Hi. Good morning. Thank you for taking my questions. First on the HS data, while it wasn't the primary endpoint, I'm curious if you could comment on what the placebo rates of HiSCR 50, 75, and 100 were. On the topical JAK ATI-1777, just curious if you could talk more about the specific changes to the inclusion criteria behind that protocol amendment, and how much would you expect this to affect baseline characteristics for the overall study population?
Yeah. We're not going into a lot more details regarding the results for HS. Suffice it to say that placebo had a very good day on basically every endpoint. In fact, placebo did better in this study than active did in some of the more successful phase 3 studies that have already been published. Atopic dermatitis. Do you wanna comment about that?
Sure. In the atopic dermatitis study, first I'd start by saying we carefully looked through the literature and where there was available data on response rates in mild patients, and the feeling was that we did not need to repower the study. Certainly, having Opzelura clinical trial data helped us come to those kind of decisions. What we did do is, we kept the upper range as it was with the mild, the moderates and severes, but we included the IGA Class 2, which is mild in the study. We also dropped body surface area from greater than equal to 5 to greater than equal to 3. For EASI inclusion, we also dropped this from greater than or equal to 5 to greater than or equal to 3.
So across the board, we simply moved to including a somewhat milder population as well. As we said, screening is going great there.
Great. Thank you.
Thanks, Julian.
Thank you. One moment for our next question. Our next question comes from the line of Timothy Lugo with William Blair. Your line is now open.
Hey, this is Lachlan for Timothy. Thanks for taking the questions. A quick follow-up on the enrollment for atopic dermatitis. Are you limiting the proportion of patients in the trial that could fall into that, you know, sort of new, milder cohort? If you could just talk about that. Gail, on the CK elevations, you mentioned a lot of them seem to be, you know, associated with exercise. I'm wondering, in the RA and PSA studies, are there any sort of limitations or restrictions on things like patients exercising before a visit in the protocol?

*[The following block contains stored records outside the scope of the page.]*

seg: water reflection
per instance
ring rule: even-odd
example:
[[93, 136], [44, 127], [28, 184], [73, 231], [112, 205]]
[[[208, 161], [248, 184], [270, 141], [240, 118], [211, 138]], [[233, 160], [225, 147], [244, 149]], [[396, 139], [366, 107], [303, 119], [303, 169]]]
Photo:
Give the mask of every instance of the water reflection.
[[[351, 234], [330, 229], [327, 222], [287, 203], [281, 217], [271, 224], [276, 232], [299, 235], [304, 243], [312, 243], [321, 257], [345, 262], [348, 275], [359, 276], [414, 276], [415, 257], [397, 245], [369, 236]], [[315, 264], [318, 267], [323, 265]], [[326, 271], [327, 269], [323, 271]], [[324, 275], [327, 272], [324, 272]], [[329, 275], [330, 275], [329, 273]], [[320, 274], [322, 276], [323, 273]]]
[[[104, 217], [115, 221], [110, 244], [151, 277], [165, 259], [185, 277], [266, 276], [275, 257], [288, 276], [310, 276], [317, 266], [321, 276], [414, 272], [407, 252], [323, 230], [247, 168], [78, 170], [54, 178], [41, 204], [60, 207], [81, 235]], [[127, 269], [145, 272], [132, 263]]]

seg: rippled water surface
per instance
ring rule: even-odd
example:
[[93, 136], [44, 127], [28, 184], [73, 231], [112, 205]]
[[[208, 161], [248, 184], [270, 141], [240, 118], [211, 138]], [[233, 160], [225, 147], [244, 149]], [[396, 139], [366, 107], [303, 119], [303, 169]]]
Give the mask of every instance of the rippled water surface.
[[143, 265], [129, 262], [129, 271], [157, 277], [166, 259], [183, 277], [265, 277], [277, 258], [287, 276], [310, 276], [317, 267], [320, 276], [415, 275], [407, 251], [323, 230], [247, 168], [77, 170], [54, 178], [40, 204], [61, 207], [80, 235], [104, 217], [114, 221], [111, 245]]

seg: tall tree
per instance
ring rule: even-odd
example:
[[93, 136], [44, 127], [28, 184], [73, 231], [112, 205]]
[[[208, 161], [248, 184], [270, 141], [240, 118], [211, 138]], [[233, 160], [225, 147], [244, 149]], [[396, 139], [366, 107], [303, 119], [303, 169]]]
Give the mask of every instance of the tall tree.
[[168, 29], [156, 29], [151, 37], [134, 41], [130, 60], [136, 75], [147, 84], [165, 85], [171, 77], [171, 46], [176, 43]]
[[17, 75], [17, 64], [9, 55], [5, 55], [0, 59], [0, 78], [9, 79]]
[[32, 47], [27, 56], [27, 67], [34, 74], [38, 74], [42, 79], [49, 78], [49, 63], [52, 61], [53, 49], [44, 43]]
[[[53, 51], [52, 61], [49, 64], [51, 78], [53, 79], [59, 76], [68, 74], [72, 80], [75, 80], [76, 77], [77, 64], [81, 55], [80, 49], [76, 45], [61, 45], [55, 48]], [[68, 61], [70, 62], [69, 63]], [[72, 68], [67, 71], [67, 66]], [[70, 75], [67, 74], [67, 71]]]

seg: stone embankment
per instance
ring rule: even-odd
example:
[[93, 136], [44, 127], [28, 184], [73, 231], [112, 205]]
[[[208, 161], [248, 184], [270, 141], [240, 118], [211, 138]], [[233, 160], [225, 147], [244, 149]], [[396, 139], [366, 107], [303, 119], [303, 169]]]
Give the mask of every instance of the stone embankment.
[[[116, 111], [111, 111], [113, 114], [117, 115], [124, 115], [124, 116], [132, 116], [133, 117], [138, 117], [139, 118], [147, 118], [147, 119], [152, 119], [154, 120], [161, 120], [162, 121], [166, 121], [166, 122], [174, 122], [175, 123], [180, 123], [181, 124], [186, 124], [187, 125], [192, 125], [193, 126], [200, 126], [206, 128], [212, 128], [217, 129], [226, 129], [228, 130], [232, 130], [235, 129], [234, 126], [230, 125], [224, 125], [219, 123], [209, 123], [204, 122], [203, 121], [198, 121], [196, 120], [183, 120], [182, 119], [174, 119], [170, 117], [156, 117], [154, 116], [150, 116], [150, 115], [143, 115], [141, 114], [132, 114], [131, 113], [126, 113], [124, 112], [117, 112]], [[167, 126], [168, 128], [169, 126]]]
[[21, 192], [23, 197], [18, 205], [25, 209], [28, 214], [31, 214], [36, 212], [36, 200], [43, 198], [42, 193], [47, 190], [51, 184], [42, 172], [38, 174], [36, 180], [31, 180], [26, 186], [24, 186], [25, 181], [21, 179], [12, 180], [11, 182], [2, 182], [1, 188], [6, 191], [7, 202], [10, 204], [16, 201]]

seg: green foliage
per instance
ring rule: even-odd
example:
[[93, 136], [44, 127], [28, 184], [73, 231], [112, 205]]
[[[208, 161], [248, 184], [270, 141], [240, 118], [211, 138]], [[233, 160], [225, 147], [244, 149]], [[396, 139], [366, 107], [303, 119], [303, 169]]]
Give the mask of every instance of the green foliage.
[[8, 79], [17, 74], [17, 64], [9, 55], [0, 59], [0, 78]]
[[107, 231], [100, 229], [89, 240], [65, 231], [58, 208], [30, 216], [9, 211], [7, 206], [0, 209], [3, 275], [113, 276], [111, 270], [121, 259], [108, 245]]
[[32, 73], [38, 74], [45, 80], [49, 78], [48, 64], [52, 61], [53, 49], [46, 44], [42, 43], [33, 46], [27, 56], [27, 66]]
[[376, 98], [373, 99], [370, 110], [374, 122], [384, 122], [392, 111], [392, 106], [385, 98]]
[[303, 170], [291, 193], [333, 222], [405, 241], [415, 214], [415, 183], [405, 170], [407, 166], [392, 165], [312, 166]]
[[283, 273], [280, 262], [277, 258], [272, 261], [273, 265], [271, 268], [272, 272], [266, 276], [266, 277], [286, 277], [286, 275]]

Yeah, Gail will take both of those.
Sure. In terms of the atopic dermatitis study, Excuse me, what was the question again on atopic dermatitis? Remind me. I...
Are you limiting the number of files?
Oh, yes. Yeah, sorry. I, yes. In terms of that, no, not at all. The study was well enrolled at the point where we're at. We certainly still have room to enroll, but we want to make sure we get adequate number of mild patients. We're not doing any kind of stratification for mild, moderate, or severe. At this point, my hope would be that we see plenty of mild patients enrolling. In terms of the CK question, the reality is that if you look at the HS study, it is a much younger population. Our mean age is in the mid-thirties. Most RA studies, including our 2a study, is anywhere from mid-fifties to mid-sixties as a mean age.
Also RA as a disease where people are entering with moderate to severe musculoskeletal disease with, you know, significant arthritis. It's unusual for to have quite the same type of problem with people just deciding to go out and do a really intensive exercise regime. That said, you always wanna keep things as real-world as possible in these studies and, you know, CK elevations, like we saw in the HS study with these intermittent increases that resolve on treatment are really not indicative of a concern or a reason to restrict anything in the study.
Operator, any more questions?
No, that's it for me. Thanks.
I return the call back over to Mr. Manion for closing remarks.
All right. If there's no further questions, I just wanna thank everyone again for their time, interest, and continued support as our company continues to make strides of growth for the future. Have a great day.
This concludes today's conference call, and thank you for your participation. You may now disconnect. Everyone, have a wonderful day.